Graphique 19 : Incidents de tir impliquant des policiers (et où le sujet a déchargé une arme à feu), par année
| Année | Incidents de tir mettant des policiers en cause | ||
|---|---|---|---|
| Décharge d'une arme à feu par le(s) sujet(s) | Policiers blessés | Policiers tués | |
| 2010 | 6 | 0 | 0 |
| 2011 | 12 | 4 | 0 |
| 2012 | 11 | 2 | 0 |
| 2013 | 2 | 0 | 0 |
| 2014 | 12 | 6 | 3 |
| 2015 | 7 | 2 | 1 |
| 2016 | 7 | 1 | 0 |
| 2017 | 7 | 0 | 0 |
| 2018 | 11 | 2 | 0 |
| 2019 | 8 | 2 | 0 |
| 2020 | 18 | 3 | 1 |
| 2021 | 18 | 0 | 0 |
| 2022 | 24 | 3 | 0 |
| 2023 | 11 | 1 | 1 |
| 2024 | 10 | 0 | 0 |
| Total | 164 | 26 | 6 |
| Division (province ou territoire) | Décharge d'une arme à feu par le(s) sujet(s) | Policiers blessés | Policiers tués |
|---|---|---|---|
| Division B (Terre-Neuve-et-Labrador) | 0 | 0 | 0 |
| Division C (Québec) | 0 | 0 | 0 |
| Division D (Manitoba) | 0 | 0 | 0 |
| Division E (Colombie-Britannique) | 1 | 0 | 0 |
| Division F (Saskatchewan) | 2 | 0 | 0 |
| Division G (Territoires du Nord-Ouest) | 0 | 0 | 0 |
| Division H (Nouvelle-Écosse) | 0 | 0 | 0 |
| Division J (Nouveau-Brunswick) | 0 | 0 | 0 |
| Division K (Alberta) | 6 | 0 | 0 |
| Division L (Île-du-Prince-Édouard) | 0 | 0 | 0 |
| Division M (Yukon) | 0 | 0 | 0 |
| Division nationale (région de la capitale nationale) | 0 | 0 | 0 |
| Division O (Ontario) | 0 | 0 | 0 |
| Division V (Nunavut) | 1 | 0 | 0 |
| Total | 10 | 0 | 0 |
Sujets blessés à proximité de l’application d’options d'intervention policière (2024)

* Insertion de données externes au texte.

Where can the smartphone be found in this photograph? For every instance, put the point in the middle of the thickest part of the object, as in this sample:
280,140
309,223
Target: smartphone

Sujets blessés à proximité de l’application d’options d’intervention policière
Lors de l’application d’options d'intervention policière en 2024, à l’exception des incidents de tir impliquant des policiers (voir plus haut), 757 (30,0 %) sujets ont été blessés. De ce nombre, 379 (15,0 %) ont été transportés à l’hôpital ou à une clinique en raison de blessures liées à l’intervention policière. La majorité des sujets (70,0 %) n’ont pas été blessés à proximité de l’application d’options d’intervention policière en 2024 (voir le Tableau 11).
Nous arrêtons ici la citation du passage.